An importer filed Aug. 21 its long-delayed motion for judgment in its test case alleging its Chinese-origin selective catalytic reduction catalysts had wrongly been assessed Section 301 duties. The catalysts were misclassified by CBP as centrifuges instead of “reaction initiators, reaction accelerators and catalytic preparations, not elsewhere specified or included,” it said (Mitsubishi Power Americas v. U.S., CIT #21-00573).
Antidumping duty petitioner the Committee Overseeing Action for Lumber International Trade Investigations or Negotiations on Aug. 22 moved to file an amicus brief at the U.S. Court of Appeals for the Federal Circuit in a case on the Commerce Department's use of the Cohen's d test to detect "masked" dumping. The committee filed the brief in response to arguments from amici led by the Canadian government, which invoked various academic literature on the use of the test (Mid Continent Steel & Wire v.

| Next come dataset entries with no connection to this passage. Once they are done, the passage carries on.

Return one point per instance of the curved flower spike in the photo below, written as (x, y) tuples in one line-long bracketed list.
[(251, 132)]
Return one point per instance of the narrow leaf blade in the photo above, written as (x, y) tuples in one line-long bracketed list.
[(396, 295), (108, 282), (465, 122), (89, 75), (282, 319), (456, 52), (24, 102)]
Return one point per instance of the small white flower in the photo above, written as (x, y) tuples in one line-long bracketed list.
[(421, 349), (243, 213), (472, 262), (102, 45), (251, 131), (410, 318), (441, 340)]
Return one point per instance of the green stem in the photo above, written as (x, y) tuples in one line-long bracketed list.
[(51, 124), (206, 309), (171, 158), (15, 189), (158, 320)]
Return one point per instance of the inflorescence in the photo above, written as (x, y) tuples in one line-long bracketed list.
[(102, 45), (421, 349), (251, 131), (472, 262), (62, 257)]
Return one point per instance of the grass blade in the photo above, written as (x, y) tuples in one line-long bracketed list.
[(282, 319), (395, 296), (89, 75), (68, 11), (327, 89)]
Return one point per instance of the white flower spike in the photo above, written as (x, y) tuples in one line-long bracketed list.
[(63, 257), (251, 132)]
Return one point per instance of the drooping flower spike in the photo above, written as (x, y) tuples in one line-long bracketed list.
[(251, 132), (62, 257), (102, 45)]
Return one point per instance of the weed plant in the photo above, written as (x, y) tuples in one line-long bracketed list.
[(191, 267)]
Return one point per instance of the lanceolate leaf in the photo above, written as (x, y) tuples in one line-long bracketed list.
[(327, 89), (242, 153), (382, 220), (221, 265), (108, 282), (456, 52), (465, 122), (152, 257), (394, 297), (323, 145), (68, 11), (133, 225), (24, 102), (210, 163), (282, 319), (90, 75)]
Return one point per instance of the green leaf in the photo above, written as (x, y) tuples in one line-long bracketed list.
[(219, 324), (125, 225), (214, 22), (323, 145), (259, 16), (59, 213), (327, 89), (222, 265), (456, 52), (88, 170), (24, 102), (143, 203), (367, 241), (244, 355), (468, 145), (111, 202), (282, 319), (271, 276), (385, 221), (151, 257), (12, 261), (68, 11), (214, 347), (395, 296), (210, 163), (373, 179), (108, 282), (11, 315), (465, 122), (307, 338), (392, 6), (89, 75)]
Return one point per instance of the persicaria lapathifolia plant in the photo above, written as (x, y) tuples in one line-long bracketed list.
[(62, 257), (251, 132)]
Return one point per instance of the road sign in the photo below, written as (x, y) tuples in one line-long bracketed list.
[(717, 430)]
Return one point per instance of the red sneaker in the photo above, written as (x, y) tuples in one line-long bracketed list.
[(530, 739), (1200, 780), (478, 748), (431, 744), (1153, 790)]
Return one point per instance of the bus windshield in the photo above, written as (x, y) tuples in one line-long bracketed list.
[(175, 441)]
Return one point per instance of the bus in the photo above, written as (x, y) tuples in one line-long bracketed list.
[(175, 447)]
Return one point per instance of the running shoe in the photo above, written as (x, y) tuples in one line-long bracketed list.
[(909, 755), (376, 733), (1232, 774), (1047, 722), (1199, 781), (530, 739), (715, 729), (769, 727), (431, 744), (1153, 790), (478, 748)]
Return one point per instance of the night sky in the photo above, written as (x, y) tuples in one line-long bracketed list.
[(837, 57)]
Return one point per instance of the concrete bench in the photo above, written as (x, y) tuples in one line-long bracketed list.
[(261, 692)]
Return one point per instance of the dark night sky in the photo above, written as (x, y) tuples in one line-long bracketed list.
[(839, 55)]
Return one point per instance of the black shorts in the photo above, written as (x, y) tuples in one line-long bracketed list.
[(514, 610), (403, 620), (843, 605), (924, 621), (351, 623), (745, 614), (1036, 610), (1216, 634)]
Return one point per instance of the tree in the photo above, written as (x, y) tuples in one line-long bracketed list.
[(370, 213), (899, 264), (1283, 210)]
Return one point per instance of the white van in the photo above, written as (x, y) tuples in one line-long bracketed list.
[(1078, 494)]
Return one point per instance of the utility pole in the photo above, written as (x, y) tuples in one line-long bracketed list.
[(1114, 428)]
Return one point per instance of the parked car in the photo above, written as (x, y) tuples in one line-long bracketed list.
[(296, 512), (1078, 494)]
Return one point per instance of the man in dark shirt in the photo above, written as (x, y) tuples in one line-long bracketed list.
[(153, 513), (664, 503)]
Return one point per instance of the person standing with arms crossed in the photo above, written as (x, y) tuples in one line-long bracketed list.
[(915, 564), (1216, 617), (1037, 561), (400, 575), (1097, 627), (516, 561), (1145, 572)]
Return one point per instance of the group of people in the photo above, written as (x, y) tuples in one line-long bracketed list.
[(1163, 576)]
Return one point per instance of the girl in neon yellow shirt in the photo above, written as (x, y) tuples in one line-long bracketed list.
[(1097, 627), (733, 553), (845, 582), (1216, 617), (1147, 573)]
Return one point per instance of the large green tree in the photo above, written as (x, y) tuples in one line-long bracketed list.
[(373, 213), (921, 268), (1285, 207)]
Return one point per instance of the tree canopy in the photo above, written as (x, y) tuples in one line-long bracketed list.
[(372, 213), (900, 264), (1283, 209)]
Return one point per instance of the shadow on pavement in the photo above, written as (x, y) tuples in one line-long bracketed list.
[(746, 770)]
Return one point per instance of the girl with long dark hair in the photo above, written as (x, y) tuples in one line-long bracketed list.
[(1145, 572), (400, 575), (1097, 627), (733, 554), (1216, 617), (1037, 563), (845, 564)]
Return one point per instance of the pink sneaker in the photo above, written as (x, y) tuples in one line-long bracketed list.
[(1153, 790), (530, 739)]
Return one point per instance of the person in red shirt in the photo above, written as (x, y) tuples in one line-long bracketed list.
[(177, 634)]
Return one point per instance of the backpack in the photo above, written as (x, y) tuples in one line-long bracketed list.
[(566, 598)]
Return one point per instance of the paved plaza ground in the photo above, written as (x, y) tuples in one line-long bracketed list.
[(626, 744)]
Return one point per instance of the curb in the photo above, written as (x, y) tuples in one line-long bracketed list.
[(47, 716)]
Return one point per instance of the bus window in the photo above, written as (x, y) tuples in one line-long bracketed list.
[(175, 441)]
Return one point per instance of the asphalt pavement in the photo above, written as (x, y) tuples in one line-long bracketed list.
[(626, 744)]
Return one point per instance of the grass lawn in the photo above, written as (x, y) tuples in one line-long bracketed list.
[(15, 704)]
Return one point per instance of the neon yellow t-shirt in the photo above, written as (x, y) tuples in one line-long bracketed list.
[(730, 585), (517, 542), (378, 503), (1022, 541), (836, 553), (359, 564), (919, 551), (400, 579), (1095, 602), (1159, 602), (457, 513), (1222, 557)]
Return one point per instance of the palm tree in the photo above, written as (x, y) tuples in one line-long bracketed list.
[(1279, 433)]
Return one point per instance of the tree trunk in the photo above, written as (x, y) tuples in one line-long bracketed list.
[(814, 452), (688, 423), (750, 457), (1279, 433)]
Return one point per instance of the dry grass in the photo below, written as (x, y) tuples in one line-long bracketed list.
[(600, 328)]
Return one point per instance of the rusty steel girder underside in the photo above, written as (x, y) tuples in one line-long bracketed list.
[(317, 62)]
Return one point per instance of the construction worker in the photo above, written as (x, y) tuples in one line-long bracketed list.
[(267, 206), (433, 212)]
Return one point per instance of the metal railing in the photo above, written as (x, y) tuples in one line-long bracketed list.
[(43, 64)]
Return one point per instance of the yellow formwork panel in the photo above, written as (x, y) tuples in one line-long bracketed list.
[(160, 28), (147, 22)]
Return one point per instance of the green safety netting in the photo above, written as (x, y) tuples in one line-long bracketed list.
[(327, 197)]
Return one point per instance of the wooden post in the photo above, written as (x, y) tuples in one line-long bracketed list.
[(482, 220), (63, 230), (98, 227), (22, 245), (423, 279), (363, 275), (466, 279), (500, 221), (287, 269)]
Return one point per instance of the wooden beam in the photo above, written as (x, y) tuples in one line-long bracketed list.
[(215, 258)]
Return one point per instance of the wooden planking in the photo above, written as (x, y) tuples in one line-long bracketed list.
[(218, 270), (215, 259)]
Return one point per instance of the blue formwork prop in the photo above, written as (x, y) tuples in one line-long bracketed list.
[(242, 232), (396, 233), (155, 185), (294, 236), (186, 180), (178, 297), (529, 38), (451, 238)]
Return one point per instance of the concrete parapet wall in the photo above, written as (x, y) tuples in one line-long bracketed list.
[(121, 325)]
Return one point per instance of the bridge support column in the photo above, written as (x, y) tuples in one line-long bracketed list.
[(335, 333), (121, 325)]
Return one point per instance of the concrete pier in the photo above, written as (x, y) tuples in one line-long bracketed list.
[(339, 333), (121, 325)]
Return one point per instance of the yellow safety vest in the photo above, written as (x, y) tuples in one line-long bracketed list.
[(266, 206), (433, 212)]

U.S., Fed. Cir. # 24-1556).
Responding to motions for judgment filed by the government of Canada and Canadian lumber exporters led by a mandatory respondent, the U.S. pushed back Aug. 22 against claims that, among other things, it had wrongly included a legacy contract in the calculation of the respondent’s costs and found a “bookkeeping convenience” to be evidence of less-than-fair-value transactions between its affiliates (see 2404110063) (Government of Canada v. United States, CIT Consol. # 23-00187).
The Court of International Trade on Aug. 22 asked the government for more information after CBP acknowledged inadvertently liquidating entries subject to an injunction from the court (Shanghai Tainai Bearing Co. v. U.S., CIT # 24-00025).
Correction: The U.S. brought a complaint against a tire distribution company Aug. 20, seeking payment of a $55,882.98 penalty for the importer’s initial failure, in 2019 and 2020, to pay cash deposits for two tire entries (U.S. v. Franco Tire Distribution Inc., CIT # 24-00161) (see 2408210038).
The following lawsuit was recently filed at the Court of International Trade:
In defense of its own motion for judgment (see 2405020062) and opposing the government’s counterclaim, an importer again argued that the U.S. can’t counterclaim to reclassify an entry to increase the amount of duty owed on it higher than the rate initially assessed by CBP. Such a counterclaim lacks a cause of action, it said (BASF Corp. v. U.S., CIT Consol. # 13-00318).
In response to two motions for judgment (see 2402020054 and 2404020054) in a case involving an anti-circumvention inquiry on Vietnamese plywood, a petitioner argued the proceeding wasn’t flawed and that untimely new information provided was properly rejected (Shelter Forest International Acquisition v. U.S., CIT Consol. # 23-00144).
Importer Pitts Enterprises, doing business as Dorsey Intermodal, told the Court of International Trade that the Commerce Department illicitly turned the antidumping and countervailing duty orders on Chinese chassis and subassemblies thereof into orders covering parts of chassis. Filing a motion for judgment on Aug. 21, Dorsey said the entry of Chinese components in "separate, independent shipments" are "straightforwardly" not covered "unassembled subassemblies" (Pitts Enterprises v. United States, CIT # 24-00030).